The Engine interface (internal/memory/types.go) is the main entry point:

MethodDescription
Bootstrap(ctx, sessionID)Ensures a conversation record exists for the session
Ingest(ctx, sessionID, msg)Persists a single ai.Message and appends a context item
IngestBatch(ctx, sessionID, msgs)Persists multiple messages in a single transaction
Assemble(ctx, sessionID, budget, freshTail)Builds context within token budget, returns []ai.Message
Compact(ctx, sessionID, mode)Runs compaction passes (leaf + condensation)
NeedsCompaction(ctx, sessionID, threshold)Checks if context tokens exceed the absolute threshold
Retrieval()Returns the RetrievalEngine for search/explore tools
Close()Releases database resources

Engine options: WithFreshTail(n), WithLogger(log).

Database

  • Location: ~/.anna/workspace/memory.db
  • Driver: modernc.org/sqlite (pure Go, no CGO)
  • Mode: WAL (concurrent reads during writes), foreign keys enabled
  • Migrations: Atlas-generated SQL files in internal/db/migrations/, embedded via MigrationsFS and applied on db.OpenDB(). Applied versions are tracked in a schema_migrations table.

Schema change workflow:

# 1. Edit schema source files
vim internal/db/schemas/tables/conversations.sql

# 2. Generate migration
mise run atlas:diff -- add_column_name

# 3. Regenerate sqlc
mise run generate

# 4. Runtime auto-applies pending migrations on OpenDB()

Schema:

TablePurpose
conversationsOne per session (session_idid mapping)
messagesRaw messages with role, content, token_count, sequential seq
summariesSummary nodes: kind (leaf/condensed), depth, content, token stats, time range
context_itemsOrdered context window: each item points to either a message_id or summary_id
summary_messagesLinks leaf summaries to their source messages (preserves lineage)
summary_parentsLinks condensed summaries to their parent summaries (DAG edges)
message_partsStructured message parts (text, reasoning, tool) for future use

Compaction

Compaction reduces the context window by summarizing older messages and summaries.

Modes:

ModeBehavior
CompactionIncrementalSingle leaf pass + one condensed pass. Runs automatically when context exceeds threshold.
CompactionFullRepeats leaf + condensed passes until no more compaction is possible (up to 10 iterations).

Passes:

  1. Leaf pass — Finds contiguous runs of message context items outside the fresh tail. Groups of ≥ DefaultLeafChunkSize (10) messages are summarized into a leaf summary (depth 0). The message context items are replaced by a single summary context item.
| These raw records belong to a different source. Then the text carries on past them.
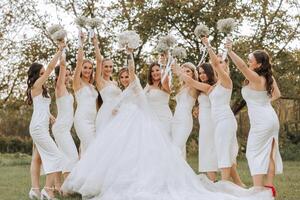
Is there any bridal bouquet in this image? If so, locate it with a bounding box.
[117,31,141,49]
[194,23,209,65]
[155,35,178,82]
[48,24,67,42]
[217,18,237,60]
[194,23,209,39]
[172,46,187,60]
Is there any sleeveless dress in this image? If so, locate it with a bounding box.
[52,92,78,173]
[144,87,173,139]
[198,93,218,172]
[96,83,122,135]
[29,94,63,174]
[242,86,283,176]
[74,85,98,154]
[172,88,196,157]
[62,79,273,200]
[209,84,239,168]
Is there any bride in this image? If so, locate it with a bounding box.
[62,50,273,200]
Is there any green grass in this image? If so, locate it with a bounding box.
[0,154,300,200]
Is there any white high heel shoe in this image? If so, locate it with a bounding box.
[41,187,58,200]
[28,188,41,200]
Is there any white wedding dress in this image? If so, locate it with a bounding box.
[96,82,122,134]
[62,79,272,200]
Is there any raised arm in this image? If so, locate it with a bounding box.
[161,72,171,93]
[56,52,67,97]
[73,33,84,92]
[201,37,232,88]
[171,64,212,94]
[127,49,135,83]
[32,42,66,90]
[271,77,281,101]
[226,40,263,84]
[93,35,103,90]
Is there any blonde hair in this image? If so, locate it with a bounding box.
[181,62,198,80]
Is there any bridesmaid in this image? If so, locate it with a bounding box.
[172,62,198,157]
[172,63,218,181]
[226,41,283,196]
[73,34,98,155]
[27,42,65,199]
[93,37,122,136]
[202,37,245,187]
[52,56,78,179]
[144,59,173,139]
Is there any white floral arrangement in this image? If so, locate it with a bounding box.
[172,46,187,59]
[48,24,64,35]
[48,24,67,42]
[75,16,88,28]
[217,18,237,34]
[117,31,141,49]
[86,18,102,29]
[155,43,170,53]
[194,23,209,38]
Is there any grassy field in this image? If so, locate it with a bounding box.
[0,154,300,200]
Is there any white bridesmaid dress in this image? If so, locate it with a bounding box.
[144,86,173,139]
[96,83,122,136]
[172,87,196,157]
[52,92,78,173]
[242,86,283,176]
[62,80,273,200]
[74,85,98,154]
[198,93,218,172]
[209,84,239,168]
[29,94,63,174]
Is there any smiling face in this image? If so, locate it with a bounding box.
[102,59,113,77]
[65,69,72,85]
[151,65,161,81]
[248,53,261,70]
[182,66,194,78]
[198,67,208,83]
[40,67,45,77]
[119,69,130,88]
[81,61,93,80]
[158,53,167,66]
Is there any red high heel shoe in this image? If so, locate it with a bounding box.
[265,185,276,197]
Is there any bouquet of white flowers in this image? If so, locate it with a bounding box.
[172,47,187,59]
[194,23,209,38]
[48,24,67,42]
[117,31,141,50]
[217,18,237,60]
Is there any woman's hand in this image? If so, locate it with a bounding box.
[50,115,56,125]
[201,37,210,47]
[58,41,66,51]
[92,34,98,46]
[111,108,118,115]
[225,38,232,52]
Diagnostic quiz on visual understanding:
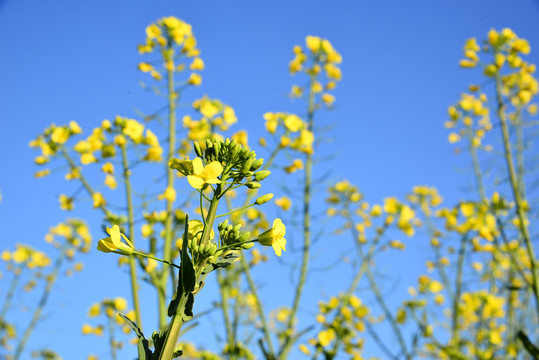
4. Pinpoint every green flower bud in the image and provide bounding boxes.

  2. Condensed pass — Finds contiguous runs of summary context items at the same depth. Groups of ≥ 2 summaries are condensed into a condensed summary at depth+1. Uses a summary cache from the prefetch to avoid redundant queries.

Both passes run within the runPasses helper, which fetches context items once and re-fetches only between passes when mutations occur.
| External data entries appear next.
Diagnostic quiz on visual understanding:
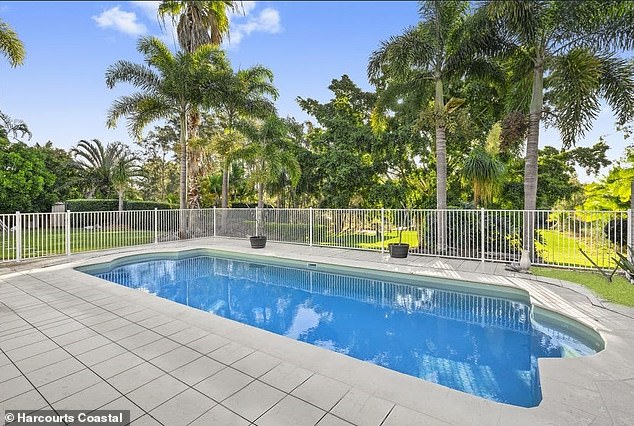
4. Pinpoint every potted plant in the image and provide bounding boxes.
[249,207,266,248]
[249,235,266,248]
[387,208,409,259]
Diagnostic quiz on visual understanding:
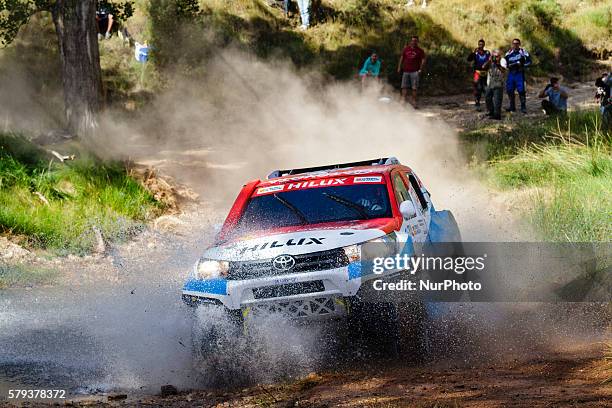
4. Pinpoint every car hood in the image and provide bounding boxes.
[203,219,394,262]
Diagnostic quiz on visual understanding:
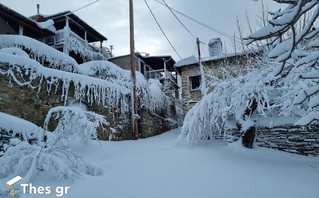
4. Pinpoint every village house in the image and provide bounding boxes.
[0,4,111,63]
[174,38,258,115]
[31,5,111,63]
[109,53,179,98]
[0,3,54,40]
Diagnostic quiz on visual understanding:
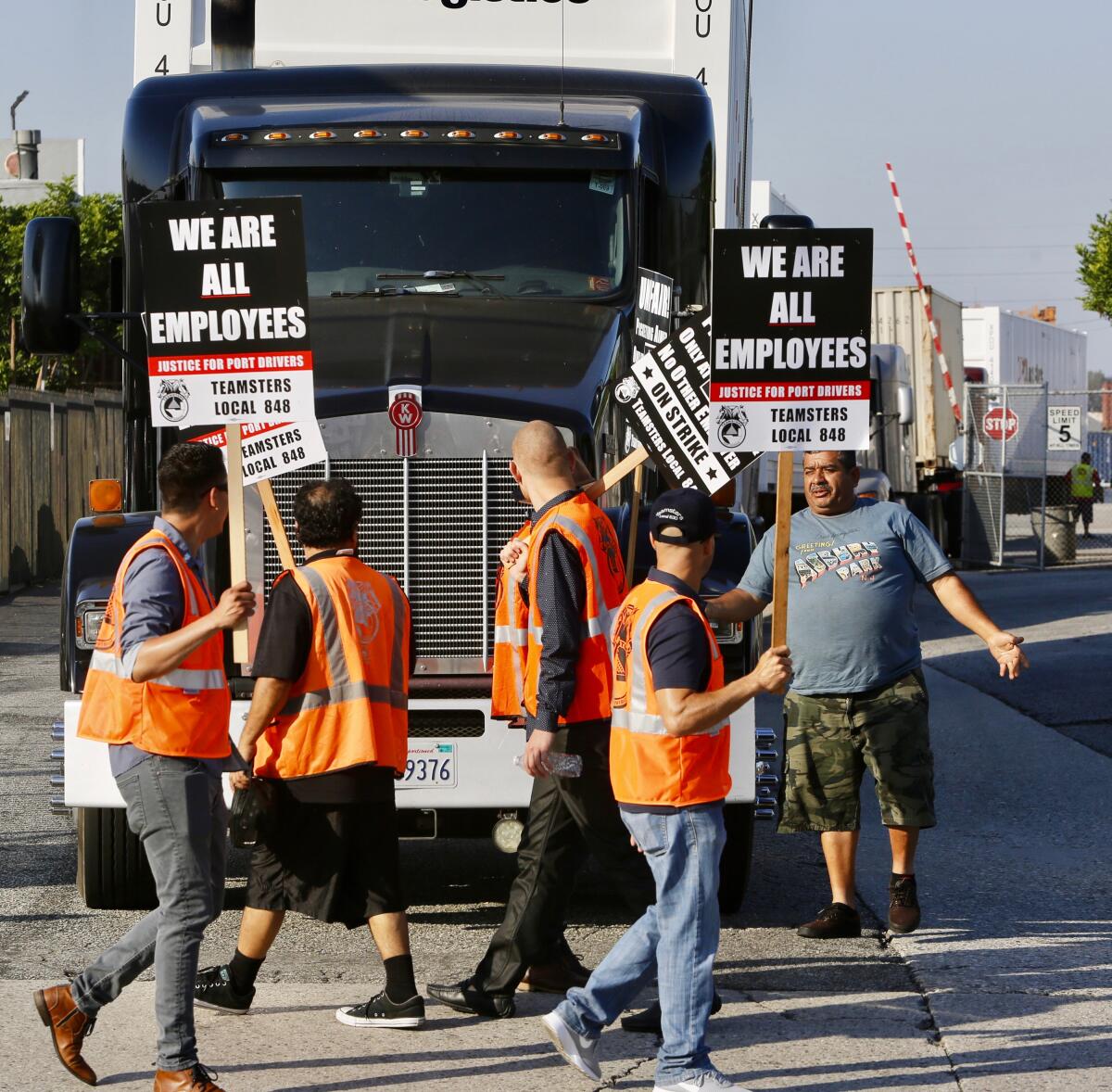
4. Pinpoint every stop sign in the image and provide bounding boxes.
[984,406,1019,440]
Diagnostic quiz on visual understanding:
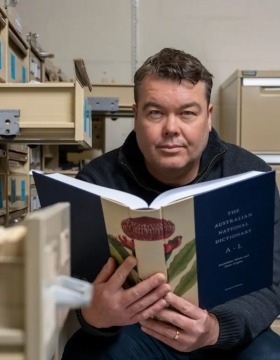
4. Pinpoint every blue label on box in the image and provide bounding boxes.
[11,179,17,203]
[21,66,26,83]
[20,180,26,201]
[10,53,16,80]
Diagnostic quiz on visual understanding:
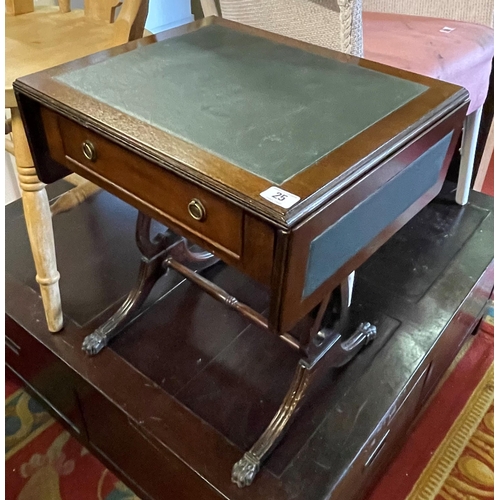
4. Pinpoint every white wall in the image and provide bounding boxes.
[5,0,193,204]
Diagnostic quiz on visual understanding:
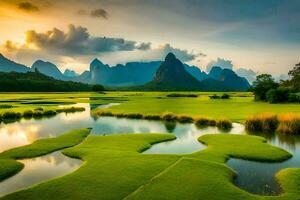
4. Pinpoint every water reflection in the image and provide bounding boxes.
[0,103,300,194]
[0,152,82,196]
[227,133,300,195]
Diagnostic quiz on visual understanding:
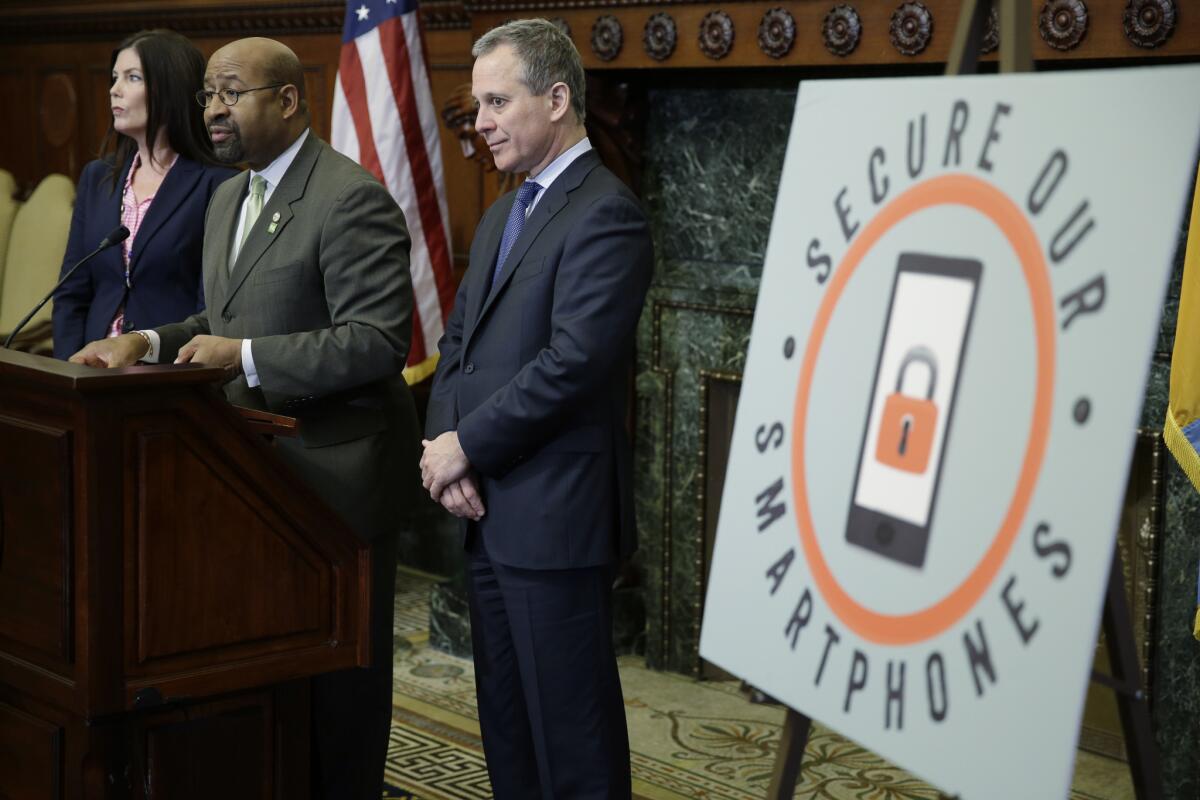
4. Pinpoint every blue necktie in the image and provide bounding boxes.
[492,181,541,287]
Summarization escalation (internal/memory/summarize.go):

The LLMSummarizer implements a three-tier escalation strategy:

  1. Normal mode — Preserves key decisions, rationale, constraints, active tasks. Target: input_tokens/3.
  2. Aggressive mode — Keeps only durable facts and current task state. Triggered when normal mode exceeds 150% of target.
  3. Deterministic fallback — Truncates to target at a sentence/line boundary. Triggered when aggressive mode still exceeds 150%.

Leaf summaries target 1/3 of source tokens. Condensed summaries target 1/2 (less aggressive to preserve detail).

Context Assembly

The Assembler builds the context window for each LLM call (internal/memory/assembler.go):

  1. Separate context items into fresh tail (last N message items, default 20) and older items.
  2. Resolve fresh tail items to ai.Messages — these are always included regardless of budget.
  3. Fill remaining budget with older items, newest first. Each item is resolved and its tokens estimated. Items that would exceed the budget are excluded.
  4. Return older events (chronological order) + tail events.

Summary XML format (injected as synthetic user messages):

<summary id="sum_abc123" kind="leaf" depth="0" earliest_at="..." latest_at="...">
  <parents>
    <summary_ref id="sum_parent1" />
  </parents>
  <content>
    Summary text here...
  </content>
</summary>

Token estimation: (len(text) + 3) / 4 (~4 chars per token).

Retrieval Tools

Three tools in internal/memory/tool/ provide read access to compacted history:

ToolPurposeKey Parameters
memory_grepSearch messages and summaries by substring patternpattern (required), scope (messages/summaries/both), limit (default 20)
memory_describeInspect a summary's metadata, content, and lineage (parents/children)summary_id
memory_expandDrill into a summary: returns source messages (leaf) or child summaries (condensed)summary_id, token_cap (default 4000)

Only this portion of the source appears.